I also notice they have the System Accelerator Gen 2 listed as BGA. I wonder if this will come already soldered on mainboards? That could get the price down enough where it will be useful. We will need more PCIe lanes!
the concept makes a lot of sense when dealing with huge io, like fusio-io (now part of western digital after they bought sandisk) was doing 5 yrs ago with sans, or when you have spinning disk(s)/raid. personally I don't see much point in caching ssd's with a slightly faster ssd.
"but it's expected that only Kaby Lake and subsequent platforms will be compatible with the technology"
PC's no longer have the mind share at Intel, data centers and supercomputers are higher on their list of priorities.
This is what I should have said earlier (Quoted from EET website)
Similarly, work on Gen-Z was fueled by Intel’s suggestion at its annual developer conference last year that its 3D Xpoint memories will need a new systems interface.

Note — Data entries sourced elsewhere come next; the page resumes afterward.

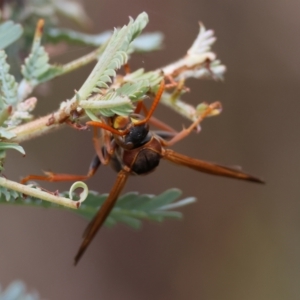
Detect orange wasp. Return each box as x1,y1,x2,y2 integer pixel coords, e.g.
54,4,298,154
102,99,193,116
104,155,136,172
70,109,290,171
22,81,264,264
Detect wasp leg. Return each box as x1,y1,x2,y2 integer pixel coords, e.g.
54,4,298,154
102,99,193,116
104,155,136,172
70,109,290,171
75,170,129,265
161,102,221,147
134,80,165,126
21,155,101,184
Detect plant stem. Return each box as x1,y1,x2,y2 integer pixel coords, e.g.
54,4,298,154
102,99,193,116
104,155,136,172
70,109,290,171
0,177,82,209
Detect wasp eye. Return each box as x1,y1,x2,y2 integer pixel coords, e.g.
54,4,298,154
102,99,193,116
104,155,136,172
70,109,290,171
113,116,131,130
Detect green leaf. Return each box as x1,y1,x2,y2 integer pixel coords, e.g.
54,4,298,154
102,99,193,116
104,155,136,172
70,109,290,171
77,189,195,228
78,13,148,100
0,21,23,49
0,50,18,111
46,28,163,52
0,186,195,229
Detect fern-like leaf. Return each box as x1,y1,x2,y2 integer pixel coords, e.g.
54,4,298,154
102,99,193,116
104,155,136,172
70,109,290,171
79,69,162,120
78,13,148,100
0,21,23,49
46,28,163,52
0,50,18,110
0,187,195,228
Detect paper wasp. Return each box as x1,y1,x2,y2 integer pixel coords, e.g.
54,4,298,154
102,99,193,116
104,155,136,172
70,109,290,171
22,81,263,264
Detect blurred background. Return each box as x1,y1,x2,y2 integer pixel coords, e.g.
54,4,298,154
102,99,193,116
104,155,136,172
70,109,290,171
0,0,300,300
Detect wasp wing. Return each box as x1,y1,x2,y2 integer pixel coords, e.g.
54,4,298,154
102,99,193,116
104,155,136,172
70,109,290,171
75,170,129,265
162,149,264,183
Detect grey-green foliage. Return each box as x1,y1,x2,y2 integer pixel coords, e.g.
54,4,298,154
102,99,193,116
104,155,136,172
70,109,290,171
0,50,18,111
78,13,148,99
0,187,195,228
0,50,25,159
0,21,23,49
84,69,162,120
0,280,40,300
45,28,163,52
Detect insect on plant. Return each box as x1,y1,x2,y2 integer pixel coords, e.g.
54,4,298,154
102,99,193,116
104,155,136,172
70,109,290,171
22,80,263,264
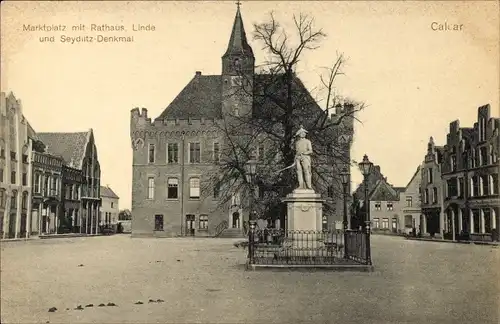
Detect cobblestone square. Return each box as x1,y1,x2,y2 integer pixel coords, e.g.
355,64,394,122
1,235,500,324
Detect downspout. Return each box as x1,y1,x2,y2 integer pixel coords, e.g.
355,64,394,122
180,131,186,236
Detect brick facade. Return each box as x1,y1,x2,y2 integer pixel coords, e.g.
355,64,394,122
130,9,353,237
441,105,500,240
0,92,32,238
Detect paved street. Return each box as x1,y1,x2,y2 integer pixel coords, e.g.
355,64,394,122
1,236,500,324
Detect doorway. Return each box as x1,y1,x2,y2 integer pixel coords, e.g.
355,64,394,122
186,214,195,236
232,212,240,228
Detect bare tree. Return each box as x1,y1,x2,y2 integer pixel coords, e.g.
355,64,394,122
204,13,365,223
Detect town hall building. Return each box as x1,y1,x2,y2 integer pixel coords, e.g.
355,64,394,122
130,6,353,237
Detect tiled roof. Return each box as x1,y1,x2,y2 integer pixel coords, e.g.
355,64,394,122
101,186,120,199
26,121,38,140
157,74,323,122
353,165,384,200
37,131,90,169
157,75,222,120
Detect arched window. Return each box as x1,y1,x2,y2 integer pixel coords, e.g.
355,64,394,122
0,189,5,208
10,190,17,209
21,192,28,209
189,177,200,199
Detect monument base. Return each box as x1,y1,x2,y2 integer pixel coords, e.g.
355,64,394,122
282,189,325,256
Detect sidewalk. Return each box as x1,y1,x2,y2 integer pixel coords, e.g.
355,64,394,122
0,233,110,243
406,237,500,246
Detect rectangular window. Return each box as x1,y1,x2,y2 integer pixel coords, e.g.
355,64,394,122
214,182,220,199
167,143,179,163
148,144,155,163
189,178,200,199
471,176,480,197
33,172,41,193
10,191,17,209
479,146,488,165
392,218,398,231
458,178,465,197
490,173,498,195
51,177,57,196
446,178,458,198
213,142,220,163
199,215,208,230
472,209,481,233
155,215,163,231
189,143,201,163
483,208,491,234
328,186,333,198
481,175,490,196
405,215,413,228
21,194,28,209
167,178,179,199
148,177,155,199
257,144,266,161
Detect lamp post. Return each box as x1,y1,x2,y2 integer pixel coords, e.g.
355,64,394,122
245,152,257,264
359,154,373,265
245,153,257,222
340,169,349,259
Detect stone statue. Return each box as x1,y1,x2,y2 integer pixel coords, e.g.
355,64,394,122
294,125,313,190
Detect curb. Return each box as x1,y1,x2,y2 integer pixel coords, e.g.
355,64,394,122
245,263,374,272
406,237,500,246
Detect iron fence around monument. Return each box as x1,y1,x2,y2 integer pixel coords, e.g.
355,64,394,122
248,226,371,265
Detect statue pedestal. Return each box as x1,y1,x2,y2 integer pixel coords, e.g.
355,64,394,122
282,189,325,256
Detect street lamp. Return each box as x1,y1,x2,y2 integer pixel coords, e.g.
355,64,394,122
359,154,373,264
340,169,349,259
245,153,257,221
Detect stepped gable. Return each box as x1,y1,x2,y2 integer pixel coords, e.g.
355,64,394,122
156,72,222,120
37,132,89,169
101,186,120,199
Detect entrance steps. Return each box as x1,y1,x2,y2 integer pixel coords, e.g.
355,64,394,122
218,228,245,238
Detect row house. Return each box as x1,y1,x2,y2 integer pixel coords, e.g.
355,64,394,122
353,165,421,234
37,129,101,234
420,136,444,237
30,137,64,235
441,105,500,240
0,92,33,239
100,186,120,227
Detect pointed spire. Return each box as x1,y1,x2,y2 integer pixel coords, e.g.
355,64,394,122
223,0,253,57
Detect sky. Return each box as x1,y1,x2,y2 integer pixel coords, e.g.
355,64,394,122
0,1,500,208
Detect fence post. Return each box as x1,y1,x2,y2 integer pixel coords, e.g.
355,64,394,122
248,220,257,264
365,221,372,265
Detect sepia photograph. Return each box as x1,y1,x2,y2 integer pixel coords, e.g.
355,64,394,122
0,0,500,324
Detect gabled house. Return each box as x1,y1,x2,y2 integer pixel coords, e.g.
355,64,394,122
34,129,101,234
397,166,425,234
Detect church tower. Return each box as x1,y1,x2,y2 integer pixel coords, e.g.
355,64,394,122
222,1,255,117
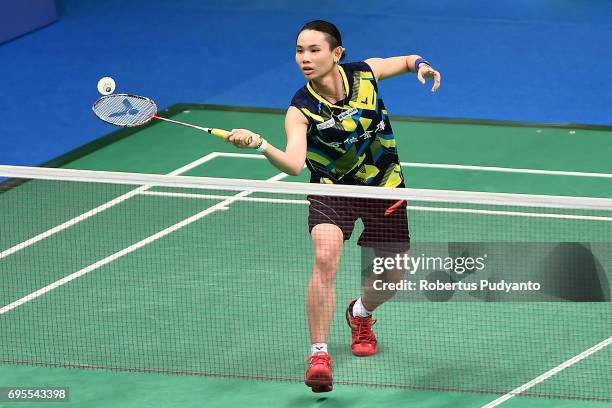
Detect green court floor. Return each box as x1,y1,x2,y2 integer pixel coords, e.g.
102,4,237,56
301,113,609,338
0,105,612,407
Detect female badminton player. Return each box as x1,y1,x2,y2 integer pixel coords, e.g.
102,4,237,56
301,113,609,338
225,20,441,392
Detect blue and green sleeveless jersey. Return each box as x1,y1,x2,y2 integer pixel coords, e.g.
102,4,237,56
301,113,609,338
291,62,404,187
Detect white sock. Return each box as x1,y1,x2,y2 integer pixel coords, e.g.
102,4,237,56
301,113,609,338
310,343,327,355
353,297,372,317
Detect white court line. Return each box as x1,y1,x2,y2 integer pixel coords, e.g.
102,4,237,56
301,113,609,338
0,173,287,315
209,152,612,178
482,337,612,408
140,191,612,222
140,191,309,204
0,152,219,259
400,162,612,178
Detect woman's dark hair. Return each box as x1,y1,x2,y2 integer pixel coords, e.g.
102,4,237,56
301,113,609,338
296,20,346,60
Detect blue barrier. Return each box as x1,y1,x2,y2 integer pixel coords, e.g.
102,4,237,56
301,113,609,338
0,0,57,44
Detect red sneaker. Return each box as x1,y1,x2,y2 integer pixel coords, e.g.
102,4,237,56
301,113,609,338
304,351,334,392
346,299,377,357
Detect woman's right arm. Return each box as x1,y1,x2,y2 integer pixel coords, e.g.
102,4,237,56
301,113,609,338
225,106,308,176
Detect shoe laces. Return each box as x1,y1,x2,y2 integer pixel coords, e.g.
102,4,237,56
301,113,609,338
352,316,376,343
306,352,332,365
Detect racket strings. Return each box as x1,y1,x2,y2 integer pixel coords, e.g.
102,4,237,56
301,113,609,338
93,94,157,126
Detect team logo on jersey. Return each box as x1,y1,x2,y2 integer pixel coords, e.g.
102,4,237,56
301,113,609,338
317,118,336,130
338,108,359,122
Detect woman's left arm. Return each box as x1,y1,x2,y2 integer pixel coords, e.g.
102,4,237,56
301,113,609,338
365,55,442,92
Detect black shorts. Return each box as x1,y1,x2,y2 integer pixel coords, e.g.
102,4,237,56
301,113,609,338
307,195,410,250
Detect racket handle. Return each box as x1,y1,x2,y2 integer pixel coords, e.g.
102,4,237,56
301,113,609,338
208,128,229,137
207,128,253,146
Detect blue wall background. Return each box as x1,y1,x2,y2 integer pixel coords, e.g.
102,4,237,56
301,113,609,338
0,0,612,165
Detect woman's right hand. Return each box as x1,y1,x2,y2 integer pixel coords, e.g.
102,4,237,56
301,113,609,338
223,129,261,149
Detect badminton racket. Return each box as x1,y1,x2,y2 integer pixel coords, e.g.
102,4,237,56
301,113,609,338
92,94,252,145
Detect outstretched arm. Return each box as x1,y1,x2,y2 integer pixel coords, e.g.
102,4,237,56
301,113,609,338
365,55,442,92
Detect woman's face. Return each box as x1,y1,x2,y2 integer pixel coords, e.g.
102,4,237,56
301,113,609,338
295,30,340,80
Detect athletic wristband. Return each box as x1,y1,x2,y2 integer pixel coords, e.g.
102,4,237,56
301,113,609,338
414,58,431,72
257,136,268,153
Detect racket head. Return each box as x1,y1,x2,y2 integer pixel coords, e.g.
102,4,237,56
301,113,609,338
92,94,157,127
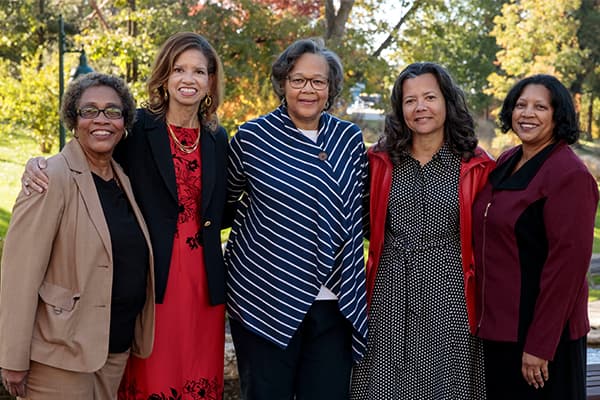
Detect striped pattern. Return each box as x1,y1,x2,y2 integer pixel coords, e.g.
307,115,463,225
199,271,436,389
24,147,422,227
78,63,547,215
225,107,367,359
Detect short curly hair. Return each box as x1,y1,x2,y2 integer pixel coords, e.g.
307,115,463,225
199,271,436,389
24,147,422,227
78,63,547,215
375,62,477,165
60,72,135,130
499,74,581,144
271,38,344,110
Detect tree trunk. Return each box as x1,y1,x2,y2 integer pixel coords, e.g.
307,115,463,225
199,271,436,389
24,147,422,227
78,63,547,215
127,0,138,82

Intel has yet to detail its plans for a 3D Xpoint interface. So far it is saying it will use a combination of its proprietary Quick Path Interconnect and PCIe to link its Xeon processors and Altera FPGAs
Obviously these new types of memories can saturate PCIe quite easily.
Either way, this is so early in the game, speculation is pointless.
But as already pointed out, XPoint is supposed to be more. I remember when they announced it, I just didn't expect it to be a first gen product like this. Waiting for them busses.
Oh OH and wireless PSU!!:pimp:
Optane hits full performance at low queue depths (as is commonly seen in client workloads).
NVMe drives hit full performance at QD64+
Now we just need Microsoft to add Storage Spaces tiering to Win 10 without needing powershell and there's an effective way to use this technology right away.